Die Kategorie Labor umfasst sämtliche geotechnischen, bodenmechanischen und felsmechanischen Laboruntersuchungen, die für eine fundierte Baugrundbeurteilung im Raum Neubrandenburg erforderlich sind. Von der klassischen Korngrößenverteilung über Konsistenzgrenzen bis hin zu komplexen Festigkeits- und Verformungsversuchen – die Laboranalytik liefert die unverzichtbaren Kennwerte, die in die erdstatischen Nachweise und Gründungsbemessungen einfließen. Gerade in einer wachsenden Stadt wie Neubrandenburg, in der sowohl innerstädtische Nachverdichtung als auch die Erschließung neuer Wohn- und Gewerbegebiete voranschreiten, ist die belastbare experimentelle Bestimmung der Bodenkennwerte der Schlüssel zur wirtschaftlichen und standsicheren Planung.

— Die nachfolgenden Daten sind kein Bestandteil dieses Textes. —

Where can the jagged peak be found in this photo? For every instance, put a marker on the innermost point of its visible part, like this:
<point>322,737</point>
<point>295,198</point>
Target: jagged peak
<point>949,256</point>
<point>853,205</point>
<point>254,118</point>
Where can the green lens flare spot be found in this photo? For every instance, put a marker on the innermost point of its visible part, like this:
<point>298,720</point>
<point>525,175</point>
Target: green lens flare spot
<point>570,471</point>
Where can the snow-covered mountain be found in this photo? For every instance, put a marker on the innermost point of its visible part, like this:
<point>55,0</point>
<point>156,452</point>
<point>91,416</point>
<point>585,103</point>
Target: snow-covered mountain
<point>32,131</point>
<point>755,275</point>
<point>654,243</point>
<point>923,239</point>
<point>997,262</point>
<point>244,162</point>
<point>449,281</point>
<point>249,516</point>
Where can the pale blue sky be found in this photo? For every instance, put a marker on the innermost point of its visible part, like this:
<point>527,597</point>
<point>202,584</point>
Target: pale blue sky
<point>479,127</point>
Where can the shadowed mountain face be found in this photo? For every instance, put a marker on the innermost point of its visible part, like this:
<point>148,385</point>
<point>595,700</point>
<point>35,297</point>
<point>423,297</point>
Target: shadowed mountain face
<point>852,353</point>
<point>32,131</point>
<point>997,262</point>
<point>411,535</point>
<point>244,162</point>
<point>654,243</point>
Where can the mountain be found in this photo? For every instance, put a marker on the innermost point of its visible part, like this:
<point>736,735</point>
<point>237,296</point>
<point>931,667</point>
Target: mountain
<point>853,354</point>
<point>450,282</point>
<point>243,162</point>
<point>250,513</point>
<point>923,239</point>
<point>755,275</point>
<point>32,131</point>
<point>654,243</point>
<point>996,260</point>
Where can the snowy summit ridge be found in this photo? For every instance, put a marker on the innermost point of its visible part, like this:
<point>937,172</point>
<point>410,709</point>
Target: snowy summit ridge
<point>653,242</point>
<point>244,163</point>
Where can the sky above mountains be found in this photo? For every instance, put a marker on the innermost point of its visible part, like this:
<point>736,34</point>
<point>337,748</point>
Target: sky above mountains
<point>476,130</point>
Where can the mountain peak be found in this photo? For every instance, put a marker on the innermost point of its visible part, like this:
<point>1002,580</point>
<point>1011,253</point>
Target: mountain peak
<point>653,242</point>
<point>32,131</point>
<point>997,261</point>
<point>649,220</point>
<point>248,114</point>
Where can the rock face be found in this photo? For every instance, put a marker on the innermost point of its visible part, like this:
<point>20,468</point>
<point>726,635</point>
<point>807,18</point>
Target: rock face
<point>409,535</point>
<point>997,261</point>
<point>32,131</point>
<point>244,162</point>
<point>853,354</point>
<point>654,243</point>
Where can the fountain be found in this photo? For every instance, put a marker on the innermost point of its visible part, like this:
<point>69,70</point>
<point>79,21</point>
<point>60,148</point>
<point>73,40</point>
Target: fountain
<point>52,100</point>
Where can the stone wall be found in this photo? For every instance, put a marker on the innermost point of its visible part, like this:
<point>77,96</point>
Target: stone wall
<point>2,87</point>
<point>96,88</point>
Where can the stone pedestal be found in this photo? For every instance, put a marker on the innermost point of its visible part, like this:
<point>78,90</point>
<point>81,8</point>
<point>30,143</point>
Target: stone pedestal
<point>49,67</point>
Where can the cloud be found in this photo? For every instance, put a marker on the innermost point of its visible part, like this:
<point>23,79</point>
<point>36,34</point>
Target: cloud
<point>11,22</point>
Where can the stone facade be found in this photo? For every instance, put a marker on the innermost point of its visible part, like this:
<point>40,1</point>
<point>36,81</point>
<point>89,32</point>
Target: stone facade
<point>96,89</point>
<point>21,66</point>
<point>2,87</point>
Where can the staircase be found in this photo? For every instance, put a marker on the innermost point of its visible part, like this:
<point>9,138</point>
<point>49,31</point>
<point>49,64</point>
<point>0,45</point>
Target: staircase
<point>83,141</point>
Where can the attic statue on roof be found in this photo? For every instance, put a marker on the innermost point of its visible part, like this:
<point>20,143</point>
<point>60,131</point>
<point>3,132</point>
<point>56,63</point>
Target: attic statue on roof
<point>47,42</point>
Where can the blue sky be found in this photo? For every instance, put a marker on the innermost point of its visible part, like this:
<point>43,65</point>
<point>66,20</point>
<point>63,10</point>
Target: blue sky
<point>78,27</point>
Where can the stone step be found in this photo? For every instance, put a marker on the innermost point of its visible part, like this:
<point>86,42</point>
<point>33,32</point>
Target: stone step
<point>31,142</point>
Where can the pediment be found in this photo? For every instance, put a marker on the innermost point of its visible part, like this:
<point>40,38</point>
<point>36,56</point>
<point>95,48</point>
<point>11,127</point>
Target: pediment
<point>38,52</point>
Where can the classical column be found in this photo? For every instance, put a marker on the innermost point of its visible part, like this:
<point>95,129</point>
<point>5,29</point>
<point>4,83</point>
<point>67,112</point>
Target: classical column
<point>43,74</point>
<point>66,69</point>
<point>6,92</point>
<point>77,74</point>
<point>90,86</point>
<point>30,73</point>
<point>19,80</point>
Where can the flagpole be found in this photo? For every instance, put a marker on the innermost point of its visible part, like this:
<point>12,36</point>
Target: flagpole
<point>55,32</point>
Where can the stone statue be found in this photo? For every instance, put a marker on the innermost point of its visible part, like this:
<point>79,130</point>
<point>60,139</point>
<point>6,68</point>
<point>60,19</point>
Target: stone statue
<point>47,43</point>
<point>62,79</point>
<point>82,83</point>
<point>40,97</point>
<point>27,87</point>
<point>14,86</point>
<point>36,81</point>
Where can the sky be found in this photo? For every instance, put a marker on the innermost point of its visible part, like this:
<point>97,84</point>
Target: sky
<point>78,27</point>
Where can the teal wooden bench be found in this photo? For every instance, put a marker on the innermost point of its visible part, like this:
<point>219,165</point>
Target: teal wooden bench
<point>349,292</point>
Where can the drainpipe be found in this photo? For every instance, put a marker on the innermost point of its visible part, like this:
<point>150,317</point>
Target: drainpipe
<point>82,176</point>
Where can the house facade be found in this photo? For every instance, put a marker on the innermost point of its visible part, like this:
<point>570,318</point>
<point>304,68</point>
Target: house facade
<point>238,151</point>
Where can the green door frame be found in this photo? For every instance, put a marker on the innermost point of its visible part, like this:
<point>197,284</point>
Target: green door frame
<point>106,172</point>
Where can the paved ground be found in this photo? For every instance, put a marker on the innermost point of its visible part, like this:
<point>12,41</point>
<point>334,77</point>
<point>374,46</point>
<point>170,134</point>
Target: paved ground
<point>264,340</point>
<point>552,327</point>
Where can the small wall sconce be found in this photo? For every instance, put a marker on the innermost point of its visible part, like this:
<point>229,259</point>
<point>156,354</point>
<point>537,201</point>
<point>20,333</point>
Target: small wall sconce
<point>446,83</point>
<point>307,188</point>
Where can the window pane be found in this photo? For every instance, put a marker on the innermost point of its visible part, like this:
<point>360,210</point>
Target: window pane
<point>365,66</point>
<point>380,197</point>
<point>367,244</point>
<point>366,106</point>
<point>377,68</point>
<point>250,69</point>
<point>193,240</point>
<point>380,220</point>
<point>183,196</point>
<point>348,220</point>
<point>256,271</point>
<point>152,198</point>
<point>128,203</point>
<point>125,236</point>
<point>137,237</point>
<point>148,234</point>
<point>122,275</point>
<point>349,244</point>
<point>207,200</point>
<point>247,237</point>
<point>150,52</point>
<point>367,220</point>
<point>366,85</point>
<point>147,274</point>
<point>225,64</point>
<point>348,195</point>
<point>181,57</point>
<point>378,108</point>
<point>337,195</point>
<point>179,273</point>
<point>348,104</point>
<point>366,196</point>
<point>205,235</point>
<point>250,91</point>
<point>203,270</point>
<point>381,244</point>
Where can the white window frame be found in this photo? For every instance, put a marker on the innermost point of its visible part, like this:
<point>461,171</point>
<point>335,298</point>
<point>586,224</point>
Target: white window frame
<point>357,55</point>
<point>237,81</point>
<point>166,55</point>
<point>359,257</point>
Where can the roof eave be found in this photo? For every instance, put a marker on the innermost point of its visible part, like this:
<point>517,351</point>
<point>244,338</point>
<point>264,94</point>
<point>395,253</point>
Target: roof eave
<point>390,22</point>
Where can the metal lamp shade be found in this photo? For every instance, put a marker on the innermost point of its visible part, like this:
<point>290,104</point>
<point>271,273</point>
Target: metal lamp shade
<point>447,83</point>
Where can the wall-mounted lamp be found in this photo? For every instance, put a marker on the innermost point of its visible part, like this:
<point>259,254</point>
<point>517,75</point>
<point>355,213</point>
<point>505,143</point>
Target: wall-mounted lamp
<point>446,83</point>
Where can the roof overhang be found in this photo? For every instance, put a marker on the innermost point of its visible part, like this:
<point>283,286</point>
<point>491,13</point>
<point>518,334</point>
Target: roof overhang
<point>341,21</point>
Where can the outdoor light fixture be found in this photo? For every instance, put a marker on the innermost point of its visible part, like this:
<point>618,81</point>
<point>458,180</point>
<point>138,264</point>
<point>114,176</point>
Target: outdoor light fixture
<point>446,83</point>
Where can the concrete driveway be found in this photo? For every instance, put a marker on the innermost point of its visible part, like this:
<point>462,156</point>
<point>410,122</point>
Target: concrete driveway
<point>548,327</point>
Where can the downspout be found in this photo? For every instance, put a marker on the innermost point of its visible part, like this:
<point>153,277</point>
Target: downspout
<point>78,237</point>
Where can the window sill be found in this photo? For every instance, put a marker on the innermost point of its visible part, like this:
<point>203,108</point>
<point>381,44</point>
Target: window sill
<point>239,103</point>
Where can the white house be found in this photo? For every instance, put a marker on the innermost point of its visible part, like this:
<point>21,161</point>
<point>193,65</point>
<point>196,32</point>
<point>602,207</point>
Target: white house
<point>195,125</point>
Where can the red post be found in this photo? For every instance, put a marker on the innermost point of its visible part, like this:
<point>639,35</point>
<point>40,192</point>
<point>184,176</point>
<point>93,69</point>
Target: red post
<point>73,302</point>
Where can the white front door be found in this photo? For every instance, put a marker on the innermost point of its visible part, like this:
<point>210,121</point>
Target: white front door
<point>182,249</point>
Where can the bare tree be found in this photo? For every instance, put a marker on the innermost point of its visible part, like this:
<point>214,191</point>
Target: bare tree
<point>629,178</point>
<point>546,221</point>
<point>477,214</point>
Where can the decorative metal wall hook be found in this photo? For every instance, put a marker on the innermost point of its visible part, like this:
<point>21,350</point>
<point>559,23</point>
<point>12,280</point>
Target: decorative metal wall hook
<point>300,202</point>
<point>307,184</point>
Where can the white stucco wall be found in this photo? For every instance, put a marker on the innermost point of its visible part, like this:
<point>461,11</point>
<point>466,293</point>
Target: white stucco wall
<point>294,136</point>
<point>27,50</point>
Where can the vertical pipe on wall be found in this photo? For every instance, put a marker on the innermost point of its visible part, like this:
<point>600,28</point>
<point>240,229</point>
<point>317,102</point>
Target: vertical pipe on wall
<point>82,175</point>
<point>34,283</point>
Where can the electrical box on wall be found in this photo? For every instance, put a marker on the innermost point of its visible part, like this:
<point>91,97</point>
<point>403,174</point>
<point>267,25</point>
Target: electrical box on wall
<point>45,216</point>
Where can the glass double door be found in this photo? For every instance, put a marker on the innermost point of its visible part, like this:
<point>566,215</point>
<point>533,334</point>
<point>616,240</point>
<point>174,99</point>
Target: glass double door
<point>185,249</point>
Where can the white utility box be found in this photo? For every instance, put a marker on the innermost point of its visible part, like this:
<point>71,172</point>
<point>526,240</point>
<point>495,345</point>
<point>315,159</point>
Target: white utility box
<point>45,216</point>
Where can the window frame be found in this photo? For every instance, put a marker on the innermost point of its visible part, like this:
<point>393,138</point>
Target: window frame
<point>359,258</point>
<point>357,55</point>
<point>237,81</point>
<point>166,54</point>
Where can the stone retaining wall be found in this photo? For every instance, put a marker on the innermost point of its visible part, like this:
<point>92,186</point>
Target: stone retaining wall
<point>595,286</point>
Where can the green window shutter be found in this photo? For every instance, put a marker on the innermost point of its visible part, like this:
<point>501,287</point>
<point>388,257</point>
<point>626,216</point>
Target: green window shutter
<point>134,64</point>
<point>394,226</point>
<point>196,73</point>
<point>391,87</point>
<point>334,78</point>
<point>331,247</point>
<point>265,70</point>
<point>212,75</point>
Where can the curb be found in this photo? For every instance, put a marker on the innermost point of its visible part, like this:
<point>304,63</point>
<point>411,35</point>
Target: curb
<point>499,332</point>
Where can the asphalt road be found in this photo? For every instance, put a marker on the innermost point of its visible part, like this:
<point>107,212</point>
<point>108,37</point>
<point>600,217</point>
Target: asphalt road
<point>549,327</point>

Die quartärgeologische Situation in Neubrandenburg ist geprägt von den Ablagerungen der Weichsel-Kaltzeit. Geschiebemergel, Schmelzwassersande und Beckenschluffe bilden ein heterogenes Baugrundmosaik, das durch holozäne Moor- und Muddelagen in den Niederungsbereichen der Tollense und ihrer Zuflüsse ergänzt wird. Diese Wechsellagerung führt zu stark variierenden bodenmechanischen Eigenschaften auf engstem Raum. Während die Geschiebemergel bei ausreichender Konsistenz gute Tragfähigkeiten aufweisen, reagieren die eingeschalteten Beckenschluffe empfindlich auf Wasserzutritt und neigen zu Konsolidierungsverzögerungen. Die organischen Weichschichten in den Niederungen erfordern eine besonders sorgfältige Untersuchung der Zusammendrückbarkeit und Scherfestigkeit, um Setzungen und Stabilitätsprobleme sicher prognostizieren zu können.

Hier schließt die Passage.